‘No—she is not. He was openly advertised for, and chosen from forty or fifty who answered the advertisement, without knowing whose it was. And since he has been here, she has certainly done nothing to compromise herself in any way. Besides, why should she have brought an enemy here at all?’
‘Then she must have fallen in love with him. You know as well as I do, Cyth, that with women there’s nothing between the two poles of emotion towards an interesting male acquaintance. ‘Tis either love or aversion.’
They walked for a few minutes in silence, when Cytherea’s eyes accidentally fell upon her brother’s feet.
‘Owen,’ she said, ‘do you know that there is something unusual in your manner of walking?’
‘What is it like?’ he asked.
‘I can’t quite say, except that you don’t walk so regularly as you used to.’
The woman behind the hedge, who had still continued to dog their footsteps, made an impatient movement at this change in their conversation, and looked at her watch again. Yet she seemed reluctant to give over listening to them.
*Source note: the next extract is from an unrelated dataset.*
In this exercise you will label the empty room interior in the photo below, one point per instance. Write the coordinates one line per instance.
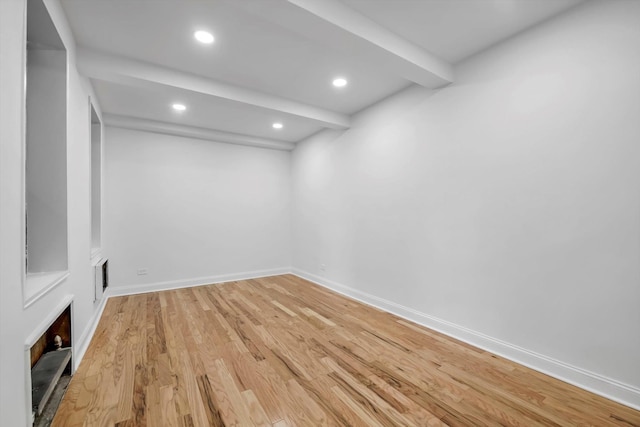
(319, 212)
‘Yes,’ Owen returned with assumed carelessness, ‘I do know it. I think the cause of it is that mysterious pain which comes just above my ankle sometimes. You remember the first time I had it? That day we went by steam-packet to Lulstead Cove, when it hindered me from coming back to you, and compelled me to sleep with the gateman we have been talking about.’
‘But is it anything serious, dear Owen?’ Cytherea exclaimed, with some alarm.
‘O, nothing at all. It is sure to go off again. I never find a sign of it when I sit in the office.’